To add more context on getLazyModule and getLTOInfo and regarding how a bitcode is read

a) `getLazyModule` will invoke `BitcodeReader::parseModule`, which parses each subblock and exit-on-err when invalid pointer is read [1]; this is also where `invalid record` is returned when non-index-reader is used to parse minimized lto code.

b) `getLTOInfo` [2] has the equivalent loop to iterate blocks and subblocks, but skips uninteresting subblocks. As a result the invalid block `TYPE_BLOCK_ID_NEW` is read in a skipping fashion (while it's detected if parsed), so the read action right after `TYPE_BLOCK_ID_NEW` is in a sense undefined and triggered `invalid abbrev id` [3] in this case.

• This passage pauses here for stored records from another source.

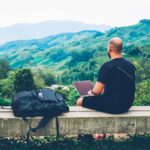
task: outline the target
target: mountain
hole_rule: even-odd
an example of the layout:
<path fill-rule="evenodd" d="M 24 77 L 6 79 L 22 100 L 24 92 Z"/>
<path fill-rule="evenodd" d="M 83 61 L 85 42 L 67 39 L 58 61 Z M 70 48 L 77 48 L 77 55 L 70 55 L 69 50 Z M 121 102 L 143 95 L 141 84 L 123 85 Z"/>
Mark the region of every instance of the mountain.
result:
<path fill-rule="evenodd" d="M 107 41 L 115 36 L 119 36 L 127 45 L 150 45 L 150 20 L 143 19 L 132 26 L 113 28 L 104 35 L 102 40 Z"/>
<path fill-rule="evenodd" d="M 0 46 L 0 57 L 5 57 L 13 68 L 36 65 L 50 65 L 69 58 L 69 52 L 93 48 L 93 41 L 104 33 L 98 31 L 81 31 L 62 33 L 43 39 L 19 40 Z"/>
<path fill-rule="evenodd" d="M 13 68 L 38 65 L 63 70 L 72 56 L 76 56 L 79 63 L 86 63 L 90 57 L 97 57 L 98 61 L 106 60 L 107 42 L 114 36 L 121 37 L 124 46 L 149 46 L 150 20 L 141 20 L 136 25 L 114 28 L 106 33 L 85 30 L 43 39 L 13 41 L 0 46 L 0 57 L 6 58 Z M 149 49 L 144 51 L 147 53 Z"/>
<path fill-rule="evenodd" d="M 86 24 L 77 21 L 46 21 L 36 24 L 15 24 L 0 28 L 0 43 L 14 40 L 39 39 L 49 35 L 82 30 L 97 30 L 105 32 L 108 25 Z"/>

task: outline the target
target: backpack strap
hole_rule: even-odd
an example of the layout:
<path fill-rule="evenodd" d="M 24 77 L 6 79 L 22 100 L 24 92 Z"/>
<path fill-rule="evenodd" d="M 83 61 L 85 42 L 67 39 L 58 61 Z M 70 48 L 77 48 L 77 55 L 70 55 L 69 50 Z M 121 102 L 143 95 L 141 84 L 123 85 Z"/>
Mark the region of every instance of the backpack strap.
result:
<path fill-rule="evenodd" d="M 56 141 L 58 141 L 59 137 L 60 137 L 59 120 L 58 117 L 56 117 Z"/>
<path fill-rule="evenodd" d="M 123 72 L 126 76 L 128 76 L 131 80 L 134 80 L 134 77 L 132 77 L 130 74 L 128 74 L 124 69 L 122 69 L 121 67 L 117 66 L 116 67 L 118 70 L 120 70 L 121 72 Z"/>
<path fill-rule="evenodd" d="M 27 142 L 29 142 L 29 136 L 30 136 L 30 132 L 36 132 L 38 129 L 40 128 L 43 128 L 45 127 L 49 121 L 52 119 L 53 117 L 47 117 L 47 116 L 44 116 L 39 124 L 35 127 L 35 128 L 32 128 L 31 127 L 31 124 L 29 123 L 28 119 L 26 117 L 23 117 L 23 120 L 28 124 L 29 126 L 29 130 L 27 132 Z M 58 120 L 58 117 L 56 117 L 56 140 L 58 141 L 59 139 L 59 136 L 60 136 L 60 132 L 59 132 L 59 120 Z"/>

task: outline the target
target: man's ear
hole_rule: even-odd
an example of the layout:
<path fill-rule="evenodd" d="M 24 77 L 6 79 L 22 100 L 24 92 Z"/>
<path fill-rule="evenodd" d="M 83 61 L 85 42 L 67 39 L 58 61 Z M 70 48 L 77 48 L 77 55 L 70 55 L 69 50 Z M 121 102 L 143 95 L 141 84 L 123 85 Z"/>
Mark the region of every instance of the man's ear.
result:
<path fill-rule="evenodd" d="M 108 51 L 108 52 L 111 52 L 111 51 L 112 51 L 112 50 L 111 50 L 111 45 L 110 45 L 110 44 L 108 45 L 107 51 Z"/>
<path fill-rule="evenodd" d="M 112 52 L 112 48 L 111 48 L 111 46 L 109 46 L 109 52 L 110 52 L 110 53 Z"/>

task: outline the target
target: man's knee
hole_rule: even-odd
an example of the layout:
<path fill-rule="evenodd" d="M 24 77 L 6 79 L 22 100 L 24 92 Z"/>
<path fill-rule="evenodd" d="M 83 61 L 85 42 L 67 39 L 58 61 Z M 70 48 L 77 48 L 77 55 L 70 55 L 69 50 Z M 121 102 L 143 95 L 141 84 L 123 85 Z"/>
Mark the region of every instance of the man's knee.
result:
<path fill-rule="evenodd" d="M 77 100 L 76 105 L 77 105 L 77 106 L 82 106 L 82 102 L 83 102 L 83 98 L 80 97 L 80 98 Z"/>

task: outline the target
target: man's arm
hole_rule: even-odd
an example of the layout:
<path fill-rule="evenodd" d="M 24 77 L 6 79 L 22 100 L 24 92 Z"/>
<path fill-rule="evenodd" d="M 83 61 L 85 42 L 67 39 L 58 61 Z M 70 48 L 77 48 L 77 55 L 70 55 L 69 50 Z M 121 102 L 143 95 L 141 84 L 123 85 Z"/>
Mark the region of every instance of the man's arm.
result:
<path fill-rule="evenodd" d="M 103 92 L 105 85 L 101 82 L 96 82 L 93 88 L 93 94 L 99 95 Z"/>
<path fill-rule="evenodd" d="M 101 82 L 96 82 L 93 90 L 89 91 L 89 95 L 100 95 L 104 90 L 105 85 Z"/>

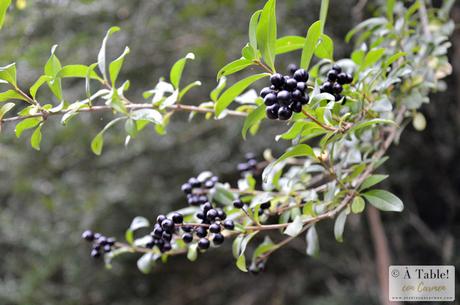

This means, llvm-dis gives more clear error log by parsing first and tell which section is not correct; if llvm-dis tries to read LTO info before parsing, and reading LTO info doesn't parse, the error log is less helpful than error log from parsing.

On the other hand, if a wrong reader is used during parsing, llvm-dis gives false alarms (e.g., llvm-dis cannot read minimized thinlto bitcode now)

From this perspective, it seems the right for llvm-dis to first parse and detect error; two options at the top of my head to solve this

-In `getLazyModule`, use the read-and-fail approach (try common reader first, fallback to the other reader, and returns error if the fallback doesn't work); the index-flag in module block is probably not necessary in this option to solve `llvm-dis` issue.
 
- Add another flavor of `getLTOInfo` that does parsing; but the problem of choosing a right reader still exists.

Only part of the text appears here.